La scena è sfruttata nella sua profondità, senza fondali, con oggetti appoggiati sui cassoni: candelabri color rame, una grande mano stilizzata, una enorme croce su cui sono montati i fari. L’inizio è nel silenzio. Il corpo, l’uomo, prima di tutto: una sequenza in crescendo, eseguita da una sola donna alla quale si aggiungono mano mano tutti i danzatori. Un prologo sull’umanità che si presenta.

I due pianisti attraversano la scena, si siedono ai loro pianoforti. Beethoven dà il via a un viaggio universale. Avvolti da fasci di luce a contrasto, i danzatori in costumi dai toni aranciati da un movimento musicale all’altro formano una comunità di individui. È un racconto fatto con la scrittura coreografica e la sua relazione con la musica, corse nello spazio che creano dentro un moto circolare duetti, terzetti, soli in continua mutazione verso un’unità di gruppo.
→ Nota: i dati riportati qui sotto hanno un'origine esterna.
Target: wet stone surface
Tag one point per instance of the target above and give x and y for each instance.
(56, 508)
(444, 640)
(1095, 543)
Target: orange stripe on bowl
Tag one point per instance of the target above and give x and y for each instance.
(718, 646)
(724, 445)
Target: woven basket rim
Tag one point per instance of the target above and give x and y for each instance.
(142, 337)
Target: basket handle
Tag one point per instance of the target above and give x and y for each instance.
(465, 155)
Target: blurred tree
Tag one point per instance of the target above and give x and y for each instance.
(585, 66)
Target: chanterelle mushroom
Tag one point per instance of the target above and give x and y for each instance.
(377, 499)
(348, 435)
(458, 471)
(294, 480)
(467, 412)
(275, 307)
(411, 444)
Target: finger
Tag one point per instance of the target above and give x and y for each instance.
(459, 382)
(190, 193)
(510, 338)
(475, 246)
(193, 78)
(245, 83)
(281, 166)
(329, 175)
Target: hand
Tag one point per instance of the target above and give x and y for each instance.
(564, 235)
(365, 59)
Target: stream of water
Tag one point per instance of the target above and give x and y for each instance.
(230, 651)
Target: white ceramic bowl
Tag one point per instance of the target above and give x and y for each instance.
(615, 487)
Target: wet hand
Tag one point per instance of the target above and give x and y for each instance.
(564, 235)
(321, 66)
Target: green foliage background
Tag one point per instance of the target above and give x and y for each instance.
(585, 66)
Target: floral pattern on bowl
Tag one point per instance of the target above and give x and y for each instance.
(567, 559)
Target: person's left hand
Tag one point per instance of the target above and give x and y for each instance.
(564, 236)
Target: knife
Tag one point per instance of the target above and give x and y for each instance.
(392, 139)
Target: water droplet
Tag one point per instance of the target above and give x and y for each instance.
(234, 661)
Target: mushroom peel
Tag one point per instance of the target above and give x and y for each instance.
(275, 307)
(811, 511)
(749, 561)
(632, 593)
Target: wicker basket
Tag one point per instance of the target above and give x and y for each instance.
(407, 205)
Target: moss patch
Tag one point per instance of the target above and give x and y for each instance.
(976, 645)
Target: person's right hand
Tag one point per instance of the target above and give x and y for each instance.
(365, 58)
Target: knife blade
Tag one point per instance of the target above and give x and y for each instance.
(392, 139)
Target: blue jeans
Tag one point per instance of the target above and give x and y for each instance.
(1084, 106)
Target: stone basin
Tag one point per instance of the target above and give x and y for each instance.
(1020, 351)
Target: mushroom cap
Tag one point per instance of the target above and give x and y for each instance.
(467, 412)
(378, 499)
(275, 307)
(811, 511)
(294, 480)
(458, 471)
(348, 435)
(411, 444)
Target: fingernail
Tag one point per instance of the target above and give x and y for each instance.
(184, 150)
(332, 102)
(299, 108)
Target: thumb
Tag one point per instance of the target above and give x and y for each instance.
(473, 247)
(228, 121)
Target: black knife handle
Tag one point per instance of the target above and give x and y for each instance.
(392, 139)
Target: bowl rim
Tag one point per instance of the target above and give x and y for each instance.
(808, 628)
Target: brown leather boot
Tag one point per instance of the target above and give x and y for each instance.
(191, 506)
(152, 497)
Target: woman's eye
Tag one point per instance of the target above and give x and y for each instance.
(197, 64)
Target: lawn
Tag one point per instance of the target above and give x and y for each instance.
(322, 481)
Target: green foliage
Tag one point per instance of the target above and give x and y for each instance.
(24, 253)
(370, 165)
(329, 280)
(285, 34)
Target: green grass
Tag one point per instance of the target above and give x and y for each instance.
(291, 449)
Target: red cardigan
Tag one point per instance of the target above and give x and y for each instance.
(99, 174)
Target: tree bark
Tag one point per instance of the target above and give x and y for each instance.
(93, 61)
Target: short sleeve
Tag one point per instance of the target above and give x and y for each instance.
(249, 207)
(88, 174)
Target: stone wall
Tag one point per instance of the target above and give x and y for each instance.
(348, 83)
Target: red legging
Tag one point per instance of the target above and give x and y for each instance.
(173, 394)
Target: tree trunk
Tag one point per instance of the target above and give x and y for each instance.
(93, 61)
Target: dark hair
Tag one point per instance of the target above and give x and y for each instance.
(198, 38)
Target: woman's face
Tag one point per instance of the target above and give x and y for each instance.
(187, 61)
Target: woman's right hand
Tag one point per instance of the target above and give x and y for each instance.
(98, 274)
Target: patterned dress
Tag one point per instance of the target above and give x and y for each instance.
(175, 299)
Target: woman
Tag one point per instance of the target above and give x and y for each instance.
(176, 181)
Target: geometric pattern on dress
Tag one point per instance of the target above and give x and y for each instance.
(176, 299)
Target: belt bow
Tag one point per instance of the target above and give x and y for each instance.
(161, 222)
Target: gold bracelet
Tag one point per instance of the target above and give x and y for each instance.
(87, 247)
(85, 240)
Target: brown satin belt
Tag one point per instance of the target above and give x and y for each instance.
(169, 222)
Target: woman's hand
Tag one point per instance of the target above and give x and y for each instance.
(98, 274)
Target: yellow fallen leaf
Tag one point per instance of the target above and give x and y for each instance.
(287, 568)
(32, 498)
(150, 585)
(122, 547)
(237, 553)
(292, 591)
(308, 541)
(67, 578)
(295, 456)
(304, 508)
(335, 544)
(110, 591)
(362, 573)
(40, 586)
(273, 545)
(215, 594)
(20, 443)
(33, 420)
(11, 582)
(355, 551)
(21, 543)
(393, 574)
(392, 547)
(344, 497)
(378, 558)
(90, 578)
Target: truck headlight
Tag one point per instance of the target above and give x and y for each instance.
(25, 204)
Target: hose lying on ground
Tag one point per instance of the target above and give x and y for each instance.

L’arrivo di uno showman che si rivolge al pubblico, se di per sé non è una soluzione performativa nuova, porta l’attenzione su questioni cruciali del nostro tempo. Zappalà: «Oggi il mondo è globalizzato e, se c’è una divisione planetaria, è brutalmente con il mondo arabo/mussulmano. La pacificazione universale alla quale aspirava Beethoven, se fosse vivo oggi, andrebbe in questa direzione».

Beethoven sprona verso una danza che incarna lo scioglimento dei confini, la caduta delle barriere, la fine della contrapposizione di fedi e confessioni. L‘Inno alla gioia (nello spettacolo interviene il soprano Marianna Cappellani) sospinge i corpi in una meravigliosa danza collettiva, in cui il bacio rivolto al mondo intero dall’inno di Schiller rivive di una nuova luce. Molti applausi per uno dei titoli migliori del festival: da far girare.